Outlook 2016: Todd Moyer, Confluence

Todd Moyer is the executive vice president of global business development at Confluence.

What were the major themes of your business in 2015? 

The key theme we saw in 2015 was a focus on defragmenting back-office data and technology. Over the past several of years, there has been a number of regulatory mandates that have required managers to collect and report more information about their business.  The flux of new, single-function technology to respond to these mandates has led to a fragmentation of the back office which increases operational complexity and risk.  It also diminishes the value that each solution provider delivers.

Over the course of the year, we saw asset managers and third-party administrators seek out solutions to help them begin integrating their data and technology. This push to defragment the back office is driving much of the thinking behind how we develop new offerings for the market. We expect this trend will continue in 2016.
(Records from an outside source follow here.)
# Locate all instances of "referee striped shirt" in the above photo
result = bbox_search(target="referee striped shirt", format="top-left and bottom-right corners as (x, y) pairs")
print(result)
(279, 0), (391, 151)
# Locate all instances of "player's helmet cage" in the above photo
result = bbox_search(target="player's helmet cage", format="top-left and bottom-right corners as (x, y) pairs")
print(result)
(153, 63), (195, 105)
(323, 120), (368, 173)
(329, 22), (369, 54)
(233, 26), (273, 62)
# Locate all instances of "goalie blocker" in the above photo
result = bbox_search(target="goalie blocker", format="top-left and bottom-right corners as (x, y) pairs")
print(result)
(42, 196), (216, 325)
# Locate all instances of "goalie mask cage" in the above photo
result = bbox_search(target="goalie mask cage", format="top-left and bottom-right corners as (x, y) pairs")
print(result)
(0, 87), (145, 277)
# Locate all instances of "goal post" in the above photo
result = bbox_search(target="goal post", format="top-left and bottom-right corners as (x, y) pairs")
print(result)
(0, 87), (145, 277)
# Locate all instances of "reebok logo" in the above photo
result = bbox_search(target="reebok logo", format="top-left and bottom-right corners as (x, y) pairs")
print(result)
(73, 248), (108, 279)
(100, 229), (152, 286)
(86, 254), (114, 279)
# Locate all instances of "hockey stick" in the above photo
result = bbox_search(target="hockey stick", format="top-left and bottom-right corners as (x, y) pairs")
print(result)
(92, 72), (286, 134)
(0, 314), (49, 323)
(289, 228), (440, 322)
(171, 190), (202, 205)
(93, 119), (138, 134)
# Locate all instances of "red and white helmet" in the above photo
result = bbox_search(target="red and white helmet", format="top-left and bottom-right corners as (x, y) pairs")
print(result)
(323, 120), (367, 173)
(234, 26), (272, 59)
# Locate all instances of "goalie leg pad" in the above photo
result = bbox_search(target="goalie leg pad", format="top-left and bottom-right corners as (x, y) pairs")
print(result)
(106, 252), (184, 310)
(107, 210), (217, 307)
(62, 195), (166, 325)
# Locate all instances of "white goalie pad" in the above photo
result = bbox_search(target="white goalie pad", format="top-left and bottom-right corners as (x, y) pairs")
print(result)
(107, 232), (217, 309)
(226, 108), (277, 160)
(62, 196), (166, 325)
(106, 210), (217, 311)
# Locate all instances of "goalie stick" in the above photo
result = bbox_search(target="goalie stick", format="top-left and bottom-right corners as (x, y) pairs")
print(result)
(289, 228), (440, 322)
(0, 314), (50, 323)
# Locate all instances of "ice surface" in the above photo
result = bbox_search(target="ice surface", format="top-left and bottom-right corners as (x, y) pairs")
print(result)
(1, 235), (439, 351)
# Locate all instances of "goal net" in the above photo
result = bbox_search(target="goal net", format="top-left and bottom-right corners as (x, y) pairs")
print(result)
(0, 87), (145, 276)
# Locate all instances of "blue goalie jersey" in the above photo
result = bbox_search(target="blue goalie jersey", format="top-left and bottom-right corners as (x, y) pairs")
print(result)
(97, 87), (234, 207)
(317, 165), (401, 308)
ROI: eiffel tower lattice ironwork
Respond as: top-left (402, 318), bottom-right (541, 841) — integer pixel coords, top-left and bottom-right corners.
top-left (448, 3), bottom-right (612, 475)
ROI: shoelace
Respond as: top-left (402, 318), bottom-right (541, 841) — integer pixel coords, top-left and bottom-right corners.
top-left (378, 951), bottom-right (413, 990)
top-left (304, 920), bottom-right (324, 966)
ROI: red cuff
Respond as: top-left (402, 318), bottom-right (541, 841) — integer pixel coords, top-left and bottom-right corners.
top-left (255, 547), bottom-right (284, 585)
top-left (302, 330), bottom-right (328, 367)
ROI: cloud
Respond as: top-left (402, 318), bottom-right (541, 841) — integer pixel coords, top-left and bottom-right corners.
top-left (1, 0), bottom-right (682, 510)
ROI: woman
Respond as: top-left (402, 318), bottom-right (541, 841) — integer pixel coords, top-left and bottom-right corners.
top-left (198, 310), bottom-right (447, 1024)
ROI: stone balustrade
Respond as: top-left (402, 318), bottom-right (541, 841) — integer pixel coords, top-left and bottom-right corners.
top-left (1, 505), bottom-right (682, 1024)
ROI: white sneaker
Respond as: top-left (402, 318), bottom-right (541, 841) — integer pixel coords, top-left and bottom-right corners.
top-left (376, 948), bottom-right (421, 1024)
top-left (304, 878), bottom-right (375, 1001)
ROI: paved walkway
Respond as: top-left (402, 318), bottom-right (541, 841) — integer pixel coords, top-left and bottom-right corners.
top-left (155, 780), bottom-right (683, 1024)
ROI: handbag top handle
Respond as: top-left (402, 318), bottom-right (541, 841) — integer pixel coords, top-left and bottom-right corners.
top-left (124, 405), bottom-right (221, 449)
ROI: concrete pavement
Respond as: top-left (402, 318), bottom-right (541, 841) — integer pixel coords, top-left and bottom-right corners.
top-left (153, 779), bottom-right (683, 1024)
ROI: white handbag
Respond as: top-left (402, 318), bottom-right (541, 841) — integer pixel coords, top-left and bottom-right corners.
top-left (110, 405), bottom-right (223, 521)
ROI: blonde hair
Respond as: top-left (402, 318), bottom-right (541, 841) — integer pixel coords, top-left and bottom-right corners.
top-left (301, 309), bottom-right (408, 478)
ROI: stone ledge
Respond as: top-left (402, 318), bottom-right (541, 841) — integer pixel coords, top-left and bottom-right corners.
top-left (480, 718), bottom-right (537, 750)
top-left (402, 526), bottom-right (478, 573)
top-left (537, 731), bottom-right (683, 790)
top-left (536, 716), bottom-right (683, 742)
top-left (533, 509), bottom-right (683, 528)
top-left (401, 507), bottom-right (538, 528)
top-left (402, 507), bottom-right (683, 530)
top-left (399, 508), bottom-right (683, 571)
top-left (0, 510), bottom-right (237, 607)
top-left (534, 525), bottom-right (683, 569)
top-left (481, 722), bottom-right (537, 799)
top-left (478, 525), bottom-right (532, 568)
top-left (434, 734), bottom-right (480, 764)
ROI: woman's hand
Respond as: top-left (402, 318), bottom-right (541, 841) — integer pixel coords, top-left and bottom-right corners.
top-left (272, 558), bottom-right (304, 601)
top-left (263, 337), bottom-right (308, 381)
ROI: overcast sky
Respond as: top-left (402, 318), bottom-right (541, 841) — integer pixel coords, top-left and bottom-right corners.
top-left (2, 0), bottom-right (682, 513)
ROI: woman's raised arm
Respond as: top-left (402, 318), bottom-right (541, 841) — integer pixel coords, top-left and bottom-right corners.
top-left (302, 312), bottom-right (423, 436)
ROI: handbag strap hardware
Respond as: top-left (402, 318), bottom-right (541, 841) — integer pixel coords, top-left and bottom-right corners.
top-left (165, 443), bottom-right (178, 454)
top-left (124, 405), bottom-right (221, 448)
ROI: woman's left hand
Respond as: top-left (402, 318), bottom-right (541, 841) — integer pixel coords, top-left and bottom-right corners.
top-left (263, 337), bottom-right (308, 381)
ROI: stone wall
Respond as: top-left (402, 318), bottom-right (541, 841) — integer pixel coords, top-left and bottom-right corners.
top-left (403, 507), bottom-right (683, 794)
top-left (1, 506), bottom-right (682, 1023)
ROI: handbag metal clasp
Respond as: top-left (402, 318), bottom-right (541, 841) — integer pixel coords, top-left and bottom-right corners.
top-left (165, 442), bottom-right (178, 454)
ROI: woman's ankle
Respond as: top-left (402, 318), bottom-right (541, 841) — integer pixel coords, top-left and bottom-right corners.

Todd Moyer, Confluence Todd Moyer,
Confluence

What are your expectations for 2016?

Asset managers are still feeling pressure from regulators, but they are also feeling increased pressure from institutional investors, who are taking a more significant role in the push to standardize back-office reporting processes in the asset management industry. Pressure from investors to improve data management and reporting capabilities becomes a business opportunity, so we predict that data management reform in the asset management industry will top C-level agendas in 2016. Our view is that  the industry is on the verge of a data management revolution, and we are excited to be in a position to help drive this revolution.

One example of how institutional pressure is impacting the industry is in private equity, where there's been growing concern over risks associated with self-administered funds. One of the biggest catalysts for this concern was the Madoff scandal in 2008. Given the long investment lock-up periods in private equity, it is now becoming  a key issue that can impact whether an institution will invest in a private equity fund. We think there will be a number of private equity firms that outsource their back office to an administrator in 2016. Our view is that this is a great opportunity for third-party service providers to expand their support capabilities and play the same role they do in other asset classes.

Finally, we think regulatory fatigue will continue in 2016 as the asset management industry prepares for the next round of mandates. That is likely a trend that will continue for the next several years, as we adjust to a regulatory environment that is focused on better managing systemic and liquidity risk.